Citizens Union: NYC Needs Top-Two Elections

Citizens Union Speakers

NYC Charter Revision: Non-partisan primary elections — or, as the Citizens Union has re-labeled them, “top-two elections” — dominated Monday’s charter revision commission session at Brooklyn College.

The CU team proposing top-two included chairman Peter Sherwin, Executive Director Dick Dadey, senior staff members Alex Camarda and a silent Rachael Fauss, and the disembodied voice of CU Foundation board member John P. Avlon, who was unable to appear in person.

So effectively counterbalanced was CU’s top-two advocacy by the opposition from floor speakers that the evening felt scripted, almost as if some political strategist had said “we’ll satisfy CU that we’re listening to them, but we’ll give enough opponents a chance to speak that CU will realize that putting non-partisan elections on the ballot this year would fail.

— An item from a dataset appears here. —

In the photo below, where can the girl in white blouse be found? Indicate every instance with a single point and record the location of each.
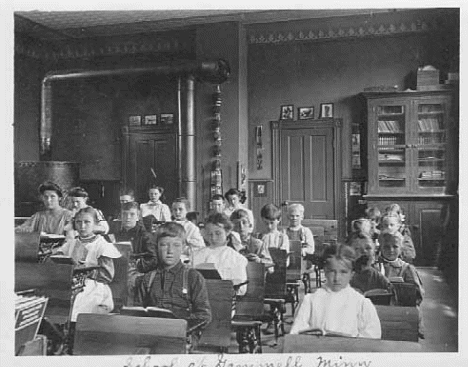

And then the mayor won’t owe anything to them or to the Independence Party.”

The Charter Commission at Brooklyn College

Notably, Independence Party leader Lenora Fulani — whose members have clamored for non-partisan elections at previous hearings — was in attendance Monday night, but didn’t speak, leaving the chore of publicly supporting the CU proposal to her party’s counsel, Harry Kresky.

Opponents of top-two, ranging from Public Advocate Bill di Blasio and Manhattan BP Scott Stringer to ACORN’s Bertha Lewis, NYPIRG’s Gene Russianoff (atypically splitting with his allies at CU), and CUNY professor John Mollenkopf, as well as 15 other folks, chanted the same chorus to Matthew Goldstein and his commission members: Place top-two elections on November’s ballot and you’ll lose. And you’ll probably get shot down by the Justice Department under Section 5 of the Voting Rights Act of 1965 anyway.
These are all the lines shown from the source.